In this study, the researchers used a proprietary 3D bio-printing technology to create liver constructs that simulate a human liver environment. They started by using hepatocytes (liver cells), and then added other cell types found or near in the liver. These cells began to integrate and interact with one another to create a kind of "simulated liver." They then tested this "liver simulation system" by testing for activity of a critically-important liver enzyme family involved in drug metabolism and detoxification of substances foreign to the body. They also tested whether these integrated cell systems would die quickly or live and function for a prolonged period of time, and they observed healthy, persistent functioning.
The drug development and approval process is immensely burdensome, time-consuming, and expensive. A very large proportion of this cost is due to the rigorous human testing that must be done to ensure the drug's safety. We're excited to see the advancement of biologically-relevant drug-testing systems by which drug companies can rigorously test small molecules without harm to living humans. These kind of "human simulations" can be valuable because they may dramatically reduce the cost of testing and ultimately deliver successful, safe drugs to people who need them, both more cheaply and more quickly.

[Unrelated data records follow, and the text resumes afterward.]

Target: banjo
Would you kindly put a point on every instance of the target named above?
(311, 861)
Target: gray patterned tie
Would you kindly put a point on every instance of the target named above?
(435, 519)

The subject of this study involved a compound intimately involved in the biochemistry of creating energy in our bodies. This particular compound is called "nicotinamide adenine dinucleotide", or "NAD+". NAD+ is well-known for its involvement in many biological processes involved in energy transfer, including those in the mitochondria. NAD+ has been observed to decline during advancing age, as is mitochondrial function. Knowing NAD+ is so closely involved in mitochondrial function suggests that if one were to replenish NAD+ in old age, one might also restore mitochondrial function. This might have quite a number of benefits, because doing so could enhance energy production in the body's cells, thereby possibly enhancing muscular function, brain function, and exercise output, among other things. For example, calorie restriction, which has been observed to "slow" various aspects of aging in many different organisms, appears to preserve both NAD+ concentrations and mitochondrial function during aging.
SENS Research Foundation (SRF) has a research program dubbed "MitoSENS" that addresses a different reason for age-related mitochondrial dysfunction. The present study focuses on a reversible decline in energy production capacity across most cells in the aging body due to altered metabolism, and reports that raising NAD+ in old mice improved mitochondrial function to that of young mice. SRF is more concerned about a tiny minority of cells in the body that harbor irreversible deletions in mitochondrial DNA, which push the cells into an abnormal metabolic state that ultimately causes them to poison far-flung cells all across the body. There is no reason to think that [a NAD+ boosting] treatment would have any positive effect on the underlying mitochondrial DNA deletions. If it did not, these may still need to be properly addressed to achieve persistent and complete human rejuvenation.